OBESITY KEY RISK FACTOR
Obesity alone can trigger further risk factors. For one, it is linked to the development of insulin resistance. "Insulin is needed to allow glucose to be used by the cells, and is required by the body. But as cells become resistant to the action of insulin, the body compensates by producing more insulin, which makes sense, so you have glucose homeostasis," Dr. Harrell said.
Unfortunately, insulin resistance, in turn, is linked to the development of specific types of dyslipidemias (unhealthy levels of triglycerides, cholesterol and other lipids).
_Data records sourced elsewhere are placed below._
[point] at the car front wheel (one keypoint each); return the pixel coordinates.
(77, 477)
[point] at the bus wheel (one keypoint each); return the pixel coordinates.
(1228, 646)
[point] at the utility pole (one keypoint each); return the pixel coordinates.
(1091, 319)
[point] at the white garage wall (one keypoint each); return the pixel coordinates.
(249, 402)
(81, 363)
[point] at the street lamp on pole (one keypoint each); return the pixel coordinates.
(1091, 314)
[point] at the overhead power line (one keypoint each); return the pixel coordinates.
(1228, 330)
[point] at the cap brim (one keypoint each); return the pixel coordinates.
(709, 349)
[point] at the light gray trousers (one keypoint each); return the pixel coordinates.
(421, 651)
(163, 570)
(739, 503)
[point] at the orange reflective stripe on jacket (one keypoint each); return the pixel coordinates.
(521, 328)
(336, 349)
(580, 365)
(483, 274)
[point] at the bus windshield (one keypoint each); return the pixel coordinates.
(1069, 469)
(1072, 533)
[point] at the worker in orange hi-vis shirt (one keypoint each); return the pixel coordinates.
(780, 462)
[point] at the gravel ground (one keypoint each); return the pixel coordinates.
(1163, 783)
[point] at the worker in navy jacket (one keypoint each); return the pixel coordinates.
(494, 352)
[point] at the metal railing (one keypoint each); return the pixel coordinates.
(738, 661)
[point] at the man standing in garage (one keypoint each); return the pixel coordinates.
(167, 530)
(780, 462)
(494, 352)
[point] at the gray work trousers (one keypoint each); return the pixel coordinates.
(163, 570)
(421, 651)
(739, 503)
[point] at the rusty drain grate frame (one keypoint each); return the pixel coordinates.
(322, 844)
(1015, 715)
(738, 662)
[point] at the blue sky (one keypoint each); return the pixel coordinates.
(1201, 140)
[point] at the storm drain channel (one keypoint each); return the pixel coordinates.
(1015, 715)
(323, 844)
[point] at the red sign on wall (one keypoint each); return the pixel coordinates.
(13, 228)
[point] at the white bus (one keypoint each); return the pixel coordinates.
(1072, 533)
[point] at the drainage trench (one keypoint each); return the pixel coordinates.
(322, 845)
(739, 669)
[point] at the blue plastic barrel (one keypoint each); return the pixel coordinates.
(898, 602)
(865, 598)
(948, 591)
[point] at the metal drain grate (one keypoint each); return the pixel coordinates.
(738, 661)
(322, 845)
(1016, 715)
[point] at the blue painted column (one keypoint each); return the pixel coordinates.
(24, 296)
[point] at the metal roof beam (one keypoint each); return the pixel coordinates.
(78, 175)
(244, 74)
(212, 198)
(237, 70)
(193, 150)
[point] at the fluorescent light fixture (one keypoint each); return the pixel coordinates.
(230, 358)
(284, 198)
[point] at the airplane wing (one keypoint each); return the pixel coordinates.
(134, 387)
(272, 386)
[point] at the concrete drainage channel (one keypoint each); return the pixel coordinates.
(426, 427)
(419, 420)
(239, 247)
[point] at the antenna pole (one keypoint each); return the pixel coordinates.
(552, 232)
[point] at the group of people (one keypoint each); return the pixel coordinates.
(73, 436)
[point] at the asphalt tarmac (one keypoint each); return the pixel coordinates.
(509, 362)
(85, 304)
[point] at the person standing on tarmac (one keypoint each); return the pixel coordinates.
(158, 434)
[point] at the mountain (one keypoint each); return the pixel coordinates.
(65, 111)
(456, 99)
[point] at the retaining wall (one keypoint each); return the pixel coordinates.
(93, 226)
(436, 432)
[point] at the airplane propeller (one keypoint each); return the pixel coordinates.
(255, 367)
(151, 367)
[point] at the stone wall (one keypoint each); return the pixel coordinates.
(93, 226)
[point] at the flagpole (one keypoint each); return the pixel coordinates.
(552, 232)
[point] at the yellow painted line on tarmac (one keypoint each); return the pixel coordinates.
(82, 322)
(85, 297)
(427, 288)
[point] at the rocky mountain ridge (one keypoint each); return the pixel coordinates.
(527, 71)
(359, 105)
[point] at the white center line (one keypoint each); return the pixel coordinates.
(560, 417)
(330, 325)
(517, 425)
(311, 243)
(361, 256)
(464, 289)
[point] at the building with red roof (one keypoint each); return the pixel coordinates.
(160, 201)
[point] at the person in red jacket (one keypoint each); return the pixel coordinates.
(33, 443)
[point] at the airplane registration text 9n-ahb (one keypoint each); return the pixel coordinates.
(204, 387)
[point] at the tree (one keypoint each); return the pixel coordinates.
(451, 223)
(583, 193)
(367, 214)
Triglycerides go up and HDL cholesterol ("good" cholesterol) levels drop. In addition, high blood pressure can develop.
Over time, high insulin resistance can lead to the development of Type-2 diabetes, something which was once called adult-onset diabetes. In the population in general "researchers are finding about a third of diabetics aged 12 to19 have Type-2 diabetes instead of Type-1," Dr. Harrell said.
In the CHIC study population, about 5% of the children had glucose intolerance. Typically, people have metabolic syndrome for a number of years before glucose tolerance becomes impaired.
Dr. Harrell's key message is to get children to be physically active on a regular basis, and to help them improve their eating habits and to fight obesity.